1/14/2012 19:53:50 - mounting 100134
11/14/2012 20:08:51 - Error bptm (pid=8543) error requesting media, TpErrno = Robot operation failed
11/14/2012 20:08:52 - Warning bptm (pid=8543) media id 100134 load operation reported an error
11/14/2012 20:08:52 - current media 100134 complete, requesting next media Any
11/14/2012 20:09:26 - current media -- complete, awaiting next media Any. Waiting for resources.
          Reason: Drives are in use, Media server: slprdsan6019.lhr.stor.s.nokia.com,
          Robot Type(Number): TLD(0), Media ID: N/A, Drive Name: N/A,
          Volume Pool: NetBackup, Storage Unit: slprdsan0021-hcart-robot-tld-0-emc-c1-dm2, Drive Scan Host: N/A,
          Disk Pool: N/A, Disk Volume: N/A
11/14/2012 20:10:31 - Waiting for scan drive stop HP.ULTRIUM4-SCSI.007, Media server:
11/14/2012 20:10:32 - Info bptm (pid=8543) Waiting for mount of media id 100134 (copy 1) on server slprdsan6019.
11/14/2012 20:10:32 - granted resource  100134
11/14/2012 20:10:32 - granted resource  HP.ULTRIUM4-SCSI.007
11/14/2012 20:10:32 - granted resource  slprdsan0021-hcart-robot-tld-0-emc-c1-dm2
11/14/2012 20:10:32 - mounting 100134
11/14/2012 20:25:32 - Error bptm (pid=8543) error requesting media, TpErrno = Robot operation failed
11/14/2012 20:25:32 - Warning bptm (pid=8543) media id 100134 load operation reported an error
11/14/2012 20:25:32 - current media 100134 complete, requesting next media Any
11/14/2012 20:26:06 - Info bptm (pid=8543) Waiting for mount of media id 100500 (copy 1) on server
11/14/2012 20:26:06 - granted resource  100500
11/14/2012 20:26:06 - granted resource  HP.ULTRIUM4-SCSI.002
11/14/2012 20:26:06 - granted resource  slprdsan0021-hcart-robot-tld-0-emc-c1-dm2
11/14/2012 20:26:06 - end writing
11/14/2012 20:26:06 - mounting 100500
 

revaroo's picture

Have you tried deleting and re-adding the drives and robot - that can sometimes kick things back to life?

spenukon's picture

I tried doing that already, did not help. Rebooted the library, cleaned the drives, no luck.

Andy Welburn's picture

Have a look to see if you can utilise Martins excellent script or parts thereof:

https://www-secure.symantec.com/connect/downloads/...

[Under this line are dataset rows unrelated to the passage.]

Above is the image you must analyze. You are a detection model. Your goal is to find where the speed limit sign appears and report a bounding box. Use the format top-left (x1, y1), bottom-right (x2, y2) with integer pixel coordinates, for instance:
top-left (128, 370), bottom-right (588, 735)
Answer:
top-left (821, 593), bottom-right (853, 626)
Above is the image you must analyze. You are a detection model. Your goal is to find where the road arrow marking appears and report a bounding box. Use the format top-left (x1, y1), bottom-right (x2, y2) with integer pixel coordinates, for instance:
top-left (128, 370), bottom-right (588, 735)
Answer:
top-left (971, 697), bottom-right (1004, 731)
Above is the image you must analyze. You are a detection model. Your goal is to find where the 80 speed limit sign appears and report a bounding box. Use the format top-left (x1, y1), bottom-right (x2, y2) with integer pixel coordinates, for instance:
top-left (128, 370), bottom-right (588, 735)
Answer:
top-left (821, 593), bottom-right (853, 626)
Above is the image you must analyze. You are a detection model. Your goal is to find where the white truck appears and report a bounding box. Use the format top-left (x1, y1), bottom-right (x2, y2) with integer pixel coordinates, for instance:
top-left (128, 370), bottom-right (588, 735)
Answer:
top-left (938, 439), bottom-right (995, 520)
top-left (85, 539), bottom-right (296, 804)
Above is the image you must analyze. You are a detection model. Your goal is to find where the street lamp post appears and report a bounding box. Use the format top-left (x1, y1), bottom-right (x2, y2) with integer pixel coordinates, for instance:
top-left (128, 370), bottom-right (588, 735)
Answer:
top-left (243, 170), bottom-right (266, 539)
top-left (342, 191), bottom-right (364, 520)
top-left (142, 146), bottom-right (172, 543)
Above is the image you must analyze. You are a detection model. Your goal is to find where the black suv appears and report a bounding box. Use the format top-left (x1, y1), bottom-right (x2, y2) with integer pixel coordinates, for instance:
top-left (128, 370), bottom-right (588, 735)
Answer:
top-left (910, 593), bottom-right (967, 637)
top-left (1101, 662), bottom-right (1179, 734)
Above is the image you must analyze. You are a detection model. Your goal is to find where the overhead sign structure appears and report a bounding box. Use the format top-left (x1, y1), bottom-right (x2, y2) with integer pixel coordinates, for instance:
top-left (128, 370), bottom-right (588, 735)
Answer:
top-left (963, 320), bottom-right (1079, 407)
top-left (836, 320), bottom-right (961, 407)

- altho' written for Solaris, you *may* be able to get it to work on Linux relatively easily if not directly.

 

Basically, it collates information in the media errors file to help determine if there are issues with specific media or specific drives.

Personally I'm of the opinion that you still have issues with your drives if not your robot (arm), but if you can investigate using Martins script or similar then you have possibly the right ammunition to raise a support ticket with your library hardware vendor.

 

I used to have to pull information from the errors file manually for this exact reason - shame I didn't have access to Martins script then!